The intention of this project is to demonstrate the function of production planning in a non - artificial environment. Through this simulation we are able to forecast, with a degree of certainty the monthly requirements for end products, subassemblies, parts and raw materials. We are supplied with information that we are to base our decisions on. The manufacturer depicted in this simulation was actually a General Electric facility that produced black and white television sets Syracuse, New York. Unfortunately this plant is no longer operational, it was closed down and the equipment was shipped off to China. One can only wonder if the plant manager would have taken Professor Moily's class in production management the plant still might be running.
Modern production management or operation management (OM) systems first came to prominence in the early half of the twentieth century. Frederick W. Taylor is considered the father of operations management and is credited in the development of the following principles.
a. Scientific laws govern how much a worker can produce in a day.
b. It is the function of management to discover and use these laws in operation of productive systems.
c.
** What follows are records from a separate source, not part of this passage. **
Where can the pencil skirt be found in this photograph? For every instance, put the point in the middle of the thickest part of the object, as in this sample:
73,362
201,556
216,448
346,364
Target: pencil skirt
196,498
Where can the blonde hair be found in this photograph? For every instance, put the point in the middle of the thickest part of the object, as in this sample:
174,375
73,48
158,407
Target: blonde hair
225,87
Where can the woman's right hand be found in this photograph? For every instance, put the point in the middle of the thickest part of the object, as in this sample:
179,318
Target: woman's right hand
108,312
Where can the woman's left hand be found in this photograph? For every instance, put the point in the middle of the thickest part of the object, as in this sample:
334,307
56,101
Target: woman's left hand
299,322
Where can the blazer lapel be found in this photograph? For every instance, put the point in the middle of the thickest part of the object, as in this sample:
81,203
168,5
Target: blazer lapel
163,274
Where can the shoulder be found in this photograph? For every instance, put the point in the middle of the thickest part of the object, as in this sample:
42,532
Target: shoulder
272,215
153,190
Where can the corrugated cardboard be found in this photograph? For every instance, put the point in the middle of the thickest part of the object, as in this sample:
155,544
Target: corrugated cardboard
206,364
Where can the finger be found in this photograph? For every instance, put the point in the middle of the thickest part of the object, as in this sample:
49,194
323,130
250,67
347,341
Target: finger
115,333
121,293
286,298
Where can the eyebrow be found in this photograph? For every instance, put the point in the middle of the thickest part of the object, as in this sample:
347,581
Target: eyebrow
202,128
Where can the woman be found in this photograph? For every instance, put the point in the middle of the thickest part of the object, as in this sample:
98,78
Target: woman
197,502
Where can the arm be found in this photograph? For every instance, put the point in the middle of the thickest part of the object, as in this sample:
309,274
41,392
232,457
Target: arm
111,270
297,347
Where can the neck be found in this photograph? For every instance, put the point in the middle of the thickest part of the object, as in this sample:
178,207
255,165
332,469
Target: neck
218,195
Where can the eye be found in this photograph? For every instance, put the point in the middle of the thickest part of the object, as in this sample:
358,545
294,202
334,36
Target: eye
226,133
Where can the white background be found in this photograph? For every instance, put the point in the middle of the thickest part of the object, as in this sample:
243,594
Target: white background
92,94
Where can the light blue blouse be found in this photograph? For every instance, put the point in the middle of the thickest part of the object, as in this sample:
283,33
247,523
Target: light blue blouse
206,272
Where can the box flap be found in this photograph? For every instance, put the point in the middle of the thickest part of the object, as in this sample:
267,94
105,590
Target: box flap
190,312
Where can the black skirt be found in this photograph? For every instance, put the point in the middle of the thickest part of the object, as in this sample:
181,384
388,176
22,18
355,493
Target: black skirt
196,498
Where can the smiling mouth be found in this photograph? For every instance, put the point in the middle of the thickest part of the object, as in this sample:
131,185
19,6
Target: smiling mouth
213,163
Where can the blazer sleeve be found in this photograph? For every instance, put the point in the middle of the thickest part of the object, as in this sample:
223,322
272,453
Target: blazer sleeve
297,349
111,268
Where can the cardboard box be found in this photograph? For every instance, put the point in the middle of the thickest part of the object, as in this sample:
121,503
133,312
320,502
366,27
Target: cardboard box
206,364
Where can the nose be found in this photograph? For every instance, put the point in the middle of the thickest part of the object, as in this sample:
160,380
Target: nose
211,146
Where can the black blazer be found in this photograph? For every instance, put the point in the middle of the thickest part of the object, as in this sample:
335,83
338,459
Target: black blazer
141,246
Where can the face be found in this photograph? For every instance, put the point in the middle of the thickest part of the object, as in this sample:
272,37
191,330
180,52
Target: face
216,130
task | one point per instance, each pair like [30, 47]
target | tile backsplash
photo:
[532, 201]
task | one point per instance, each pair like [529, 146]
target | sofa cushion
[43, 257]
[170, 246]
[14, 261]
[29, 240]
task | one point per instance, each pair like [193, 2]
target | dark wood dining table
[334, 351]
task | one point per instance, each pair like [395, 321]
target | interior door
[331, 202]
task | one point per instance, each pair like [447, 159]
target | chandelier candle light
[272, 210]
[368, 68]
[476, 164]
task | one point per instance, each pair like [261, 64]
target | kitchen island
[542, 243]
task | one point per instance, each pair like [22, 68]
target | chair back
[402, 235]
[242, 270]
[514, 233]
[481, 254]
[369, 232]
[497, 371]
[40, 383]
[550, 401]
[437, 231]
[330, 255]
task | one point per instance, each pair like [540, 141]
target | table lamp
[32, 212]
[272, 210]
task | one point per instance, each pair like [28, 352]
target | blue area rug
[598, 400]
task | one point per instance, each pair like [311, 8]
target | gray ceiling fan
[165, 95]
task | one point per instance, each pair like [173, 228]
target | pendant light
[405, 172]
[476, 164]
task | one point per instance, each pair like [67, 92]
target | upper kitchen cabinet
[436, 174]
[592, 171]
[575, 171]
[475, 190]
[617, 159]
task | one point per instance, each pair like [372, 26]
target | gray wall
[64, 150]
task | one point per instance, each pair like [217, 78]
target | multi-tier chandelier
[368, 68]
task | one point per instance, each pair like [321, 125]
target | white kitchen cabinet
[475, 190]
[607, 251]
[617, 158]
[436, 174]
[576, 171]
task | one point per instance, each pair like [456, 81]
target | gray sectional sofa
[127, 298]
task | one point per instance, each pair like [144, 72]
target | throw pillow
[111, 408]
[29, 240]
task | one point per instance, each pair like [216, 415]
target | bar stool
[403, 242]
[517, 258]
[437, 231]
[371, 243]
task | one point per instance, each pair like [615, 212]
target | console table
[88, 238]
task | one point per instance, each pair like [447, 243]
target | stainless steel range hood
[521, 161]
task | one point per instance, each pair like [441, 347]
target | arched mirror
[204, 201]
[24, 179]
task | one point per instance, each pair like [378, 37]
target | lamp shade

It is the function of the worker to carry out management's wishes without question.
Many of today's method's of operation management have elements of the above stated principles. For example, part of Material Requirement Planning system (MRP) is learning how workers to hire, fire, or lay idle. This is because it we realize the a worker can only produce so many widgets a day, can work so many hours a day, and so many days a year.
I will disagree with principle "c" in that the worker should blindly carry out the wishes of management. Successful operations are based upon a two-way flow of thought and suggestions from management to labor. This two-way flow of ideas is incorporated into another modern system of operations management, the Just - In - Time system. Eastman Kodak gives monetary rewards to employees who devises an improvement in a current process or suggests an entirely new process of manufacturing. Often a small suggestion can yield a big reward when applied to a mass-produced item.
In this project we are presented with the following information: bounds for pricing decisions, market share determination, the product explosion matrix, sales history (units per month at average price), unit value, setup man-hours, running man hours, initial workforce, value of inventory, on hand units. We also know that we have eight end products, four subassemblies, eight parts, and four raw materials. The eight end products are comprised entirely from the subassemblies, parts, and raw materials. From this information I was able to determine how many units of each final product, how many units of parts to produce in a month, how many units of raw material to order every month and how to price the final products.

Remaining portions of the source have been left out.